A crisis in the U.S. economy brings on mass layoffs and government bailouts for big business. The impact is felt in Canada too, where the government funds job-creation schemes to keep people employed. Still, the recession has meant almost two million people are jobless, the number creeping up month by month to peak at 12.8 per cent. In this year-end review from CBC-TV, the troubled economy and its effect on unemployment is one of the top stories of 1982.

Medium: Television
Program: CBC Television News Special
Broadcast Date: Jan. 2, 1983
Host: Peter Mansbridge
Reporter: Mike Duffy
Duration: 5:46

Did You know?


• In 1981 inflation (the rise in the cost of goods and services) in the United States was running at 14 per cent, an unacceptably high level.
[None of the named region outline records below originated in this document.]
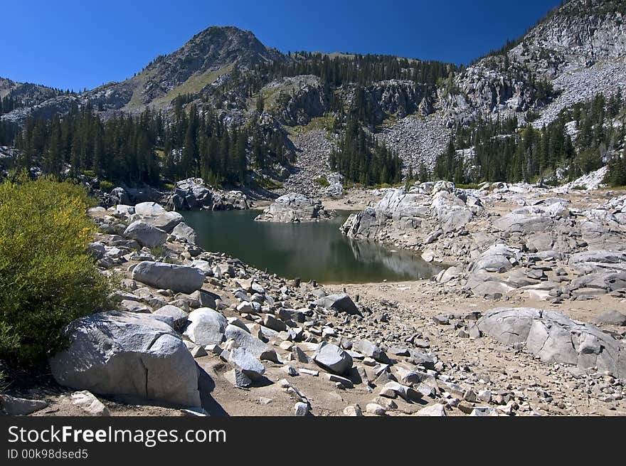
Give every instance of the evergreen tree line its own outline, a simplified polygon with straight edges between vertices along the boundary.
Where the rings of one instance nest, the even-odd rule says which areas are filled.
[[[611,124],[616,118],[621,120],[621,125]],[[621,149],[626,128],[626,101],[620,92],[608,99],[598,94],[590,102],[565,109],[541,129],[530,125],[521,129],[517,126],[513,117],[478,120],[457,127],[447,150],[437,158],[435,176],[457,183],[531,182],[543,181],[562,169],[567,170],[571,181],[598,169],[608,160],[609,182],[623,184],[619,174],[623,170],[624,158],[611,159],[610,157]],[[575,131],[573,141],[568,128]],[[473,159],[464,159],[457,152],[471,147],[474,151]]]
[[[176,102],[174,122],[162,137],[167,179],[200,176],[212,184],[244,184],[250,168],[262,171],[293,161],[277,131],[265,134],[255,121],[228,128],[211,109],[198,114],[191,104],[186,112],[182,101]]]
[[[216,184],[243,184],[251,166],[262,169],[286,159],[280,135],[267,139],[258,126],[228,128],[212,113],[199,115],[194,105],[189,112],[177,107],[172,123],[149,110],[139,117],[103,122],[91,107],[74,107],[63,117],[27,120],[15,137],[19,149],[15,164],[38,165],[44,173],[60,176],[69,165],[70,176],[92,174],[131,185],[189,176]]]
[[[330,156],[333,170],[341,171],[350,181],[366,186],[394,184],[402,179],[402,161],[397,153],[366,133],[352,114],[337,150]]]

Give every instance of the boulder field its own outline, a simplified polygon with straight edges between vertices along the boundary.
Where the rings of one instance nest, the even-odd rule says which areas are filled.
[[[182,219],[159,205],[92,208],[99,233],[90,251],[103,272],[120,276],[118,309],[68,327],[68,348],[50,359],[68,391],[5,397],[3,409],[625,413],[626,198],[557,201],[516,189],[441,183],[381,192],[376,225],[353,221],[346,232],[388,240],[400,231],[399,247],[428,245],[433,260],[462,253],[430,280],[362,285],[287,280],[206,252],[175,235]],[[159,248],[129,229],[137,221],[164,232]]]

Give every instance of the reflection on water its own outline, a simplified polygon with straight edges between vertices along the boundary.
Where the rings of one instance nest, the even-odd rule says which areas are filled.
[[[406,251],[392,253],[339,232],[348,213],[326,222],[255,222],[256,211],[184,213],[208,251],[226,253],[287,278],[322,283],[364,283],[430,278],[440,269]]]

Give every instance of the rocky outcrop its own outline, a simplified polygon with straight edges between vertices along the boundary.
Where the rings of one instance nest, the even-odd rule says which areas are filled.
[[[324,210],[319,201],[291,193],[276,199],[255,221],[289,223],[327,220],[330,217],[331,214]]]
[[[132,270],[133,280],[156,288],[191,293],[204,283],[204,273],[195,267],[144,260]]]
[[[130,238],[142,246],[154,248],[160,246],[167,239],[167,233],[140,220],[133,222],[124,231],[124,235]]]
[[[478,198],[452,183],[423,183],[408,193],[403,188],[388,190],[375,207],[351,214],[341,230],[351,238],[375,239],[393,228],[451,233],[462,229],[482,209]]]
[[[626,346],[600,329],[553,311],[499,308],[477,322],[479,329],[511,346],[524,346],[546,363],[608,371],[626,376]]]
[[[263,88],[261,93],[270,96],[267,105],[290,126],[307,125],[329,109],[329,96],[319,78],[312,75],[277,80]]]
[[[240,191],[223,191],[206,184],[201,178],[176,183],[166,198],[166,205],[176,211],[231,211],[250,208],[248,197]]]
[[[200,406],[196,363],[166,324],[115,311],[74,321],[67,334],[67,349],[50,359],[60,385],[131,402]]]

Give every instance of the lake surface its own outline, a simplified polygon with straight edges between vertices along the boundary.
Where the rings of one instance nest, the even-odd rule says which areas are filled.
[[[255,222],[259,211],[182,213],[197,243],[285,278],[320,283],[368,283],[430,278],[441,270],[407,251],[393,251],[339,232],[349,212],[330,221],[302,223]]]

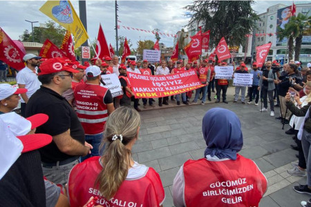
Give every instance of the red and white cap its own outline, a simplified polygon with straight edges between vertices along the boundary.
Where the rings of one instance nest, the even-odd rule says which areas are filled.
[[[39,149],[52,141],[49,135],[28,135],[32,127],[44,124],[48,119],[44,114],[35,116],[35,123],[32,123],[15,112],[0,115],[0,179],[21,153]]]
[[[8,98],[13,94],[21,94],[27,92],[26,88],[18,88],[8,83],[0,84],[0,101]]]
[[[68,66],[68,63],[62,58],[55,57],[49,59],[43,62],[39,67],[40,72],[38,75],[51,74],[61,71],[77,73],[79,70],[73,69]]]
[[[85,70],[87,68],[86,66],[81,65],[80,63],[78,61],[70,62],[70,63],[68,63],[68,66],[73,69],[79,68],[79,69]]]

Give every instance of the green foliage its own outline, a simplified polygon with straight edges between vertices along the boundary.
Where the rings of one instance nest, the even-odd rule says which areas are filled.
[[[50,39],[57,47],[60,47],[65,35],[66,29],[53,21],[46,22],[46,27],[34,27],[33,34],[25,30],[23,34],[20,36],[22,41],[32,41],[32,35],[35,42],[44,43],[46,39]]]
[[[154,41],[151,40],[140,40],[137,42],[137,53],[142,55],[144,50],[153,50]]]
[[[211,30],[210,45],[216,46],[224,37],[230,46],[243,45],[259,19],[252,8],[254,1],[198,1],[186,6],[191,17],[189,26],[202,24]]]

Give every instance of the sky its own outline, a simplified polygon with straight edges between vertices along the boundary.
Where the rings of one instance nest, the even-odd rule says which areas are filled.
[[[12,39],[18,39],[26,29],[31,31],[31,24],[25,19],[44,23],[50,19],[41,13],[39,9],[45,1],[3,1],[0,0],[0,27]],[[118,19],[121,22],[118,35],[131,39],[133,48],[137,48],[139,40],[155,41],[152,33],[124,29],[122,26],[145,30],[160,29],[160,32],[175,34],[186,26],[189,20],[185,14],[187,11],[183,8],[192,1],[118,1]],[[299,2],[296,1],[295,2]],[[301,1],[302,2],[302,1]],[[71,1],[79,14],[79,3]],[[252,6],[258,14],[265,12],[269,6],[283,3],[291,5],[292,1],[256,1]],[[98,34],[100,23],[102,24],[108,43],[115,46],[115,1],[86,1],[88,34],[91,41]],[[39,26],[39,23],[34,26]],[[160,42],[167,47],[173,46],[173,38],[160,36]]]

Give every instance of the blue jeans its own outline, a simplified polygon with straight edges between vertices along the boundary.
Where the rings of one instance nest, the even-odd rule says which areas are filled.
[[[91,150],[91,154],[84,157],[81,157],[81,161],[84,161],[91,157],[100,155],[99,149],[103,139],[103,133],[100,133],[94,135],[85,135],[85,141],[93,146],[93,149]]]
[[[187,99],[186,99],[186,93],[184,92],[184,93],[182,93],[181,95],[182,95],[182,101],[187,101]],[[180,94],[176,95],[175,96],[175,97],[176,98],[176,101],[180,101]]]
[[[198,101],[198,99],[200,96],[200,93],[201,92],[201,91],[203,91],[203,97],[202,97],[202,102],[205,102],[206,100],[206,92],[207,91],[207,86],[203,86],[202,88],[198,88],[197,90],[196,90],[196,96],[194,97],[194,102]]]

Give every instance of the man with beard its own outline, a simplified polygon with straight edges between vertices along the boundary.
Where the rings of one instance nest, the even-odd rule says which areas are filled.
[[[26,106],[29,98],[40,88],[41,83],[37,77],[37,67],[41,57],[27,54],[23,57],[26,67],[17,73],[16,81],[19,88],[26,88],[27,92],[21,95],[21,115],[25,117]]]
[[[253,75],[253,83],[252,87],[249,87],[249,101],[247,102],[247,104],[252,103],[254,97],[255,97],[255,105],[257,106],[259,100],[259,90],[258,90],[258,87],[262,72],[258,70],[256,62],[253,63],[253,70],[251,70],[250,73]]]

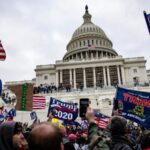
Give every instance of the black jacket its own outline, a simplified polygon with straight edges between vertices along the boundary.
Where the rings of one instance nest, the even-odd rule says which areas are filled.
[[[112,136],[111,150],[132,150],[125,136]]]
[[[16,122],[0,124],[0,150],[13,150],[13,135]]]

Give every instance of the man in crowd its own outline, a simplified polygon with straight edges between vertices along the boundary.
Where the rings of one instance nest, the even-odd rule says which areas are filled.
[[[28,144],[18,122],[0,124],[0,150],[26,150]]]
[[[51,123],[36,125],[28,138],[29,150],[63,150],[62,133]]]

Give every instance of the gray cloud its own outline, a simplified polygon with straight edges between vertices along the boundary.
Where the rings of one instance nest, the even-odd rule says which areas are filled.
[[[0,0],[0,40],[7,59],[0,62],[5,81],[35,77],[39,64],[62,59],[75,29],[83,23],[88,4],[92,21],[100,26],[123,57],[144,56],[150,68],[150,35],[143,10],[147,0]]]

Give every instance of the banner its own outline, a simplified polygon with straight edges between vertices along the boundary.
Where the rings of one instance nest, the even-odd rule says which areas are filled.
[[[47,116],[51,112],[55,118],[73,121],[78,117],[77,103],[66,103],[51,97]]]
[[[118,87],[116,101],[122,116],[150,129],[150,93]]]

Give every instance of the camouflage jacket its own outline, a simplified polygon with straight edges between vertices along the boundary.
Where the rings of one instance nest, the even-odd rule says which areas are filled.
[[[89,150],[110,150],[102,130],[94,122],[89,124],[88,142]]]

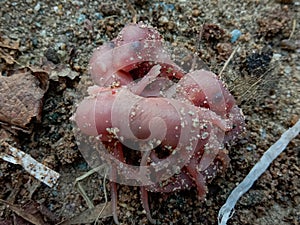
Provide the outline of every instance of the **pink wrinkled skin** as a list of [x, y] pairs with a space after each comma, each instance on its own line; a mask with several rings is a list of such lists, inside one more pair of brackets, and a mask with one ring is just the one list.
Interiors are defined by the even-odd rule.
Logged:
[[[114, 40], [98, 47], [89, 72], [97, 86], [91, 87], [90, 96], [79, 104], [76, 124], [86, 135], [100, 135], [107, 152], [120, 162], [131, 161], [124, 156], [130, 147], [112, 137], [108, 128], [118, 127], [118, 137], [125, 140], [161, 140], [153, 150], [140, 154], [140, 161], [135, 162], [140, 166], [163, 162], [165, 152], [170, 155], [174, 149], [184, 156], [187, 151], [183, 151], [181, 142], [188, 142], [190, 135], [198, 137], [188, 162], [178, 173], [163, 182], [141, 186], [149, 221], [156, 222], [150, 214], [148, 191], [165, 193], [196, 186], [203, 199], [207, 183], [229, 165], [224, 143], [236, 139], [244, 130], [241, 110], [218, 77], [205, 70], [183, 71], [163, 48], [161, 35], [143, 23], [126, 25]], [[182, 117], [190, 124], [197, 118], [190, 133], [181, 133]], [[118, 224], [114, 182], [111, 196]]]

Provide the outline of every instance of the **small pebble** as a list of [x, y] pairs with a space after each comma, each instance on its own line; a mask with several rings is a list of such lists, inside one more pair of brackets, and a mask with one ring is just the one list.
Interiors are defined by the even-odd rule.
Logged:
[[34, 7], [34, 11], [38, 12], [40, 9], [41, 9], [41, 4], [40, 2], [38, 2]]
[[231, 43], [236, 42], [241, 35], [242, 32], [240, 30], [234, 29], [233, 31], [231, 31]]

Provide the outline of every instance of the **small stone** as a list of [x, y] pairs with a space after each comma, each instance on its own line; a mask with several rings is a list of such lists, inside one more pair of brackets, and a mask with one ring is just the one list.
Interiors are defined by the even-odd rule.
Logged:
[[34, 7], [34, 11], [38, 12], [41, 9], [41, 4], [38, 2]]
[[193, 12], [192, 12], [192, 16], [197, 17], [199, 15], [200, 15], [200, 10], [194, 9]]

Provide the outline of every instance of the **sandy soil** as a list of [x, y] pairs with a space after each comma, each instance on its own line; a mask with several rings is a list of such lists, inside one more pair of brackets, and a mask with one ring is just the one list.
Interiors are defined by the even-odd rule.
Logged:
[[[209, 185], [206, 201], [197, 200], [195, 189], [168, 196], [150, 194], [151, 211], [160, 224], [217, 224], [218, 211], [230, 191], [299, 119], [297, 0], [0, 0], [0, 5], [1, 42], [18, 43], [17, 50], [0, 46], [1, 75], [28, 66], [43, 68], [49, 75], [40, 121], [33, 118], [26, 128], [1, 122], [0, 137], [61, 175], [58, 185], [49, 188], [21, 166], [0, 160], [0, 224], [63, 220], [71, 224], [69, 218], [75, 215], [82, 219], [77, 223], [90, 223], [92, 216], [81, 214], [88, 206], [74, 183], [91, 168], [78, 150], [70, 117], [82, 98], [79, 89], [91, 84], [87, 66], [93, 49], [114, 38], [134, 15], [157, 27], [173, 46], [198, 53], [216, 74], [235, 50], [221, 79], [247, 123], [244, 136], [229, 148], [230, 169]], [[205, 29], [199, 41], [201, 27]], [[242, 35], [232, 42], [234, 29]], [[7, 61], [3, 52], [15, 61]], [[300, 223], [299, 146], [298, 137], [242, 197], [228, 224]], [[81, 184], [94, 205], [105, 202], [102, 176], [93, 174]], [[109, 189], [107, 181], [106, 186]], [[138, 189], [119, 186], [118, 191], [121, 224], [147, 224]], [[107, 217], [99, 223], [113, 224], [113, 220]]]

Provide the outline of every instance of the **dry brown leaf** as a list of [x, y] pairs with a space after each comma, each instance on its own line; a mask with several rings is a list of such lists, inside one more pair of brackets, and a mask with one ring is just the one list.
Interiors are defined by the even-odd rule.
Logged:
[[39, 121], [47, 89], [40, 86], [39, 79], [26, 69], [0, 76], [0, 122], [26, 129], [32, 118]]
[[4, 201], [2, 199], [0, 199], [0, 202], [3, 203], [3, 204], [6, 204], [9, 206], [9, 208], [14, 212], [16, 213], [18, 216], [22, 217], [23, 219], [25, 219], [26, 221], [29, 221], [30, 223], [32, 224], [35, 224], [35, 225], [46, 225], [47, 223], [45, 223], [41, 217], [41, 215], [35, 215], [38, 210], [35, 209], [35, 210], [32, 210], [33, 208], [31, 207], [31, 210], [28, 210], [28, 209], [24, 209], [20, 206], [17, 206], [17, 205], [14, 205], [10, 202], [7, 202], [7, 201]]
[[59, 223], [59, 225], [93, 223], [99, 218], [106, 218], [109, 216], [112, 216], [111, 202], [96, 205], [95, 208], [87, 209], [79, 215], [62, 223]]

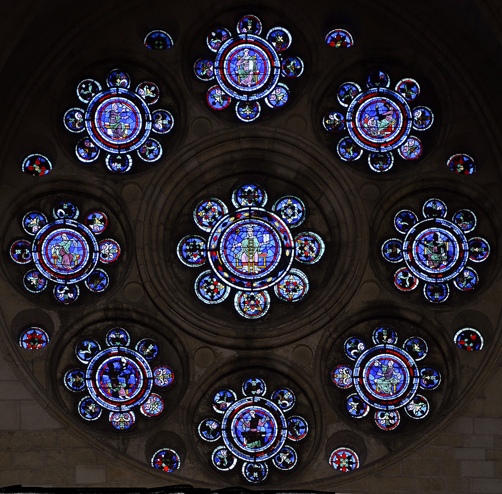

The U.S. Federal Reserve responded by raising interest rates, which hovered between 17 and 20 per cent for most of that year. The result: a recession. • In Canada, the unemployment rate climbed from 8.6 per cent in December 1981 to 12.8 per cent a year later. It was the highest rate Canada has seen since 1934, when the rate was estimated at 19.5 per cent.

 

• Unemployment for December 1982 was highest in Newfoundland and Labrador at 18.1 per cent and lowest in Alberta, where the oil industry was booming, at 10.6 per cent.

 

• For 1982 the nationwide unemployment rate was 11 per cent, far above the 7.8 per cent the government had predicted in November 1981.

 

• The recession's effect on the unemployment insurance fund became evident by mid-1982. Payments for the first half of that year added up to $4.1 billion, close to the total of $4.8 billion for all of 1981.

 

• Finance Minister Marc Lalonde announced a boost in unemployment insurance premiums in October 1982. For every $100 in insurable earnings, employees would pay $2.30 into the fund, up from $1.65. Employers' contributions would rise from $2.31 to $3.22. Despite the increase, the unemployment insurance system was projected to be almost $3 billion in the red for 1983.